Il semble avoir été entendu. L’ambassadeur adjoint de la Libye à l’ONU, Ibrahim Dabbashi, a déclaré que le président libyen Mouammar Kadhafi est coupable de « génocide » contre son propre peuple et doit « partir le plus vite possible ». « Je pense que nous assistons à la fin du colonel Kadhafi, ce n’est qu’une question de jours. Soit il démissionne, soit le peuple libyen se débarrasse de lui », a jugé Ibrahim Dabbashi sur la BBC.

Qualifiant de « génocide » la répression du mouvement de protestation qui secoue la Libye, M. Dabbashi a estimé que le « meilleur des scénarios serait qu’il (Kadhafi) soit jugé et qu’il s’explique sur tous les crimes » commis depuis qu’il est à la tête du pays. Mouammar Kadhafi « doit partir le plus vite possible », a encore dit M. Dabbashi, cette fois sur CNN. « J’appelle les pays du monde entier à ne pas autoriser Kadhafi à se réfugier chez eux et je les appelle aussi à surveiller attentivement tout transfert d’argent venant de Libye », a encore dit M. Dabbashi.

Au sein de l’équipe libyenne à l’ONU, M. Dabbashi a assuré ne pas être isolé. Il a indiqué au New York Times que l’équipe diplomatique libyenne à l’ONU avait écrit une lettre appelant Mouammar Kadhafi à la démission, sans toutefois expliquer combien de personnes avaient signé le document.

L’ambassadeur libyen en Inde a déclaré mardi à l’AFP avoir lui aussi démissionné la veille à cause de la violence « massive » et « inacceptable » déployée contre des civils dans son pays, citant notamment le bombardement de manifestants par l’armée de l’air. « Ma démission est à cause de la violence massive contre des civils dans mon pays », a déclaré le diplomate, Ali Al-Issawi, dans un entretien téléphonique avec l’AFP. « Hier (lundi) ils ont commencé à utiliser des avions pour bombarder des civils qui manifestaient pacifiquement.
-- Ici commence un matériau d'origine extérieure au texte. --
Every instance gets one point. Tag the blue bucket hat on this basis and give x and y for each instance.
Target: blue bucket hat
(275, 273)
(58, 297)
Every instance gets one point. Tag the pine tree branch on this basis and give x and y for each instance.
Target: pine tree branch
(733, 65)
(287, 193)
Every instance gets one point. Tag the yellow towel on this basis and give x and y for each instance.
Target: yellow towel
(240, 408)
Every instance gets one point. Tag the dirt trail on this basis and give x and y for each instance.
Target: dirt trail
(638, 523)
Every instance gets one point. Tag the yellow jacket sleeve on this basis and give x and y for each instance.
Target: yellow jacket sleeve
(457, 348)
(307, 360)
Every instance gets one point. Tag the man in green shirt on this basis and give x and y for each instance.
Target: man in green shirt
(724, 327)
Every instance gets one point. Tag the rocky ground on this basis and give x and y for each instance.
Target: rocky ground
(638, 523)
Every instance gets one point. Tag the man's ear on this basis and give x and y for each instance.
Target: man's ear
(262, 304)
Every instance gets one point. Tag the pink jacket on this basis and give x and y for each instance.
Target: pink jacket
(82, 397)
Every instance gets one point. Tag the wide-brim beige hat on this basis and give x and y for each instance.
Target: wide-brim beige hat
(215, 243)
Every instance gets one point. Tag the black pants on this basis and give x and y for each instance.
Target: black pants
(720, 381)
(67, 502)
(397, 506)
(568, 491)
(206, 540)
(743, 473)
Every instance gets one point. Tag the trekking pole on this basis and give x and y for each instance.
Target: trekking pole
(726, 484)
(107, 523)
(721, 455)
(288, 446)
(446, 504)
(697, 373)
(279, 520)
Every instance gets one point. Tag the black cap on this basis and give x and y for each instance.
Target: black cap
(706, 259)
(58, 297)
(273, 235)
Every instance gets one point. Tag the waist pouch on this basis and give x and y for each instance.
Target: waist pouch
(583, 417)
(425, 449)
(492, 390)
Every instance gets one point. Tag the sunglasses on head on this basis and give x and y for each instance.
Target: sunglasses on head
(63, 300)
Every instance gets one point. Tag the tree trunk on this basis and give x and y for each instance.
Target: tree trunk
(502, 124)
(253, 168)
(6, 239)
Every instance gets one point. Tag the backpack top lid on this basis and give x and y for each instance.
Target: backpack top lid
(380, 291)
C’est inacceptable », a-t-il ajouté.

M. Al-Issawi a appelé la communauté internationale et le conseil de sécurité de l’ONU, qui doit se réunir mardi pour discuter de la crise en Libye, à imposer une zone interdite de survol en Libye. « La communauté internationale doit intervenir pour protéger les Libyens », a déclaré l’ambassadeur qui avait pris ses fonctions à New Delhi en octobre 2010. Le diplomate a considéré que le régime de Kadhafi avait perdu sa légitimité et qu’il finirait par tomber. « C’est une question de temps.